Although I left Canada 17 years ago, I’m still very much a prairie girl at heart, and the land of the living skies is missed every day. Saskatchewan is a wonderfully diverse place that has many unique features. Some people think that there’s nothing to see in Saskatchewan, but with the wide open spaces of the south of the province, I would argue that you can see a lot more! Here are 10 fun facts about Saskatchewan, my home province.
Fun Facts About Saskatchewan
1 ) Saskatchewan lies in the western half of Canada and has a unique shape in that it follows the lines of longitude and latitude, making it a geometrical shape. This shape makes it the easiest province for school children to draw! Saskatchewan is between the provinces of Alberta and Manitoba, and below the Northwest Territories and Nunavut. Across the border to the south lies the states of Montana and North Dakota.
2) The official flag of Saskatchewan has been around since 1969. The green at the top represents the lush forests of northern Saskatchewan, while the golden lower half represents the southern grain farms. The flower is the western red lily, which is also the official flower of the province and is a protected species.
3) The slogan on Saskatchewan licence plates is “Land of Living Skies,” and no one could disagree that the incredible, massive skies aren’t an entertainment form in their own right. The skies are constantly changing as clouds roll by and sunsets dazzle. Many an hour was lost in childhood watching the skies for entertainment.
4) There are more roads in Saskatchewan than any other Canadian province with 26,000km of highways travelling the length and breadth of the province. The total road surface totals 160,000km, which is enough to circle around the equator four times. With the large size of the province and the relatively low population, that means there is more road per person than the rest of Canada.
5) Regina, Saskatchewan is home of the Royal Canadian Mounted Police (RCMP), with each and every recruit spending their training time in the city before being deployed anywhere and everywhere across Canada. You can visit the RCMP Heritage Museum, and during the summer months you can watch their Sunset Retreat Ceremony. It’s rare to see an RCMP member in their Red Serge uniform outside of special ceremonies…but keep your eyes open and you just might find one when you least expect it!
6) The official mineral of Saskatchewan is sylvite; more commonly known as potash. Saskatchewan has enough potash to last hundreds of years if mined at its current rate. More than 95% of the potash mined in Saskatchewan is used for fertilizer.
7) Although many people envision Saskatchewan as being flat farmland, if you venture up north, you will find yourself surrounded by forests and close to 100,000 lakes, and keep your eye open for wildlife! The water is clear and cool, and the fishing is great…unless you go to Manitou Lake, which doesn’t have any fish at all as it is so salty. This lake is three times saltier than the oceans and it is impossible to sink in it. Manitou Lake is known for its mineral and healing properties.

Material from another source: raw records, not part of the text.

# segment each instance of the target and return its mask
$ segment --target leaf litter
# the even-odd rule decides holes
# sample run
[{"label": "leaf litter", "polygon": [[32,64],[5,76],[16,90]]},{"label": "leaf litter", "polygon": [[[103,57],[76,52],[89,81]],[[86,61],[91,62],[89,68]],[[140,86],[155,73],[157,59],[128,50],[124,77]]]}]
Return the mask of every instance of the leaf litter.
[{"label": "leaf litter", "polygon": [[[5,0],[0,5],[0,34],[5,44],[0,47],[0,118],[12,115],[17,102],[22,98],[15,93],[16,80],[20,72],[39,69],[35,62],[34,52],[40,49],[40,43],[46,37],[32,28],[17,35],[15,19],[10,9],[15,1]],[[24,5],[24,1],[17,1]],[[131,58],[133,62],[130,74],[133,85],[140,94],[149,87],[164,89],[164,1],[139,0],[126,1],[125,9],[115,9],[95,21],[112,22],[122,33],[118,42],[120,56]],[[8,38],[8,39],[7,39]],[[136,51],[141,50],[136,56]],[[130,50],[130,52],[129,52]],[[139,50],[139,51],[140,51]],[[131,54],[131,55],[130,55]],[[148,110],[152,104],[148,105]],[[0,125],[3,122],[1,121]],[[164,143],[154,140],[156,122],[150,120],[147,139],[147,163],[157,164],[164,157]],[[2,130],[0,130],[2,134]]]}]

8) Spectacular sunshine is almost guaranteed in Saskatchewan, as it’s the sunniest place in Canada with over 2,000 hours of sunlight a year; Estevan, in the southeast of the province officially has the title with 2, 435 hours of sunlight a year. One thing I love about Saskatchewan is even during the long winters, it can be -40C outdoors, but the sun can still shine, turning the snow into a dazzling winter wonderland.
9) On the flipside of sunshine, Saskatchewan can also get its fair share of amazing storms. You can often watch them roll across the sky until they hit with force. As of mid-July this year, Saskatchewan had 15 tornadoes, only 1 less than Oklahoma. And the winter blizzards are not to be taken for granted, either as they can be dangerous when causing freezing temperatures and white-out conditions on the roads.
10) The longest bridge over the shortest span of water can be found in Regina. The Albert Street Bridge was built in 1903 and is 850 feet long, while Wascana Creek below is only a few feet wide. It sits next to Wascana Lake, which is a man-made lake near the Saskatchewan legislative building.
11) And a bonus fact: Saskatchewan was built on multiculturalism, and it still thrives today; after English and French, the most-spoken language in Saskatchewan is now Tagalog, even surpassing German and Cree over the past 7 years. There is a strong Filipino community in Saskatchewan, and the ties continue to grow.
As much as there are stereotypes about Saskatchewan, (and most of them are true), there is a lot of diversity in Saskatchewan, in every way. Having grown up there, I miss it everyday and long to return to the wide open spaces and friendly faces of this ever-changing Canadian province.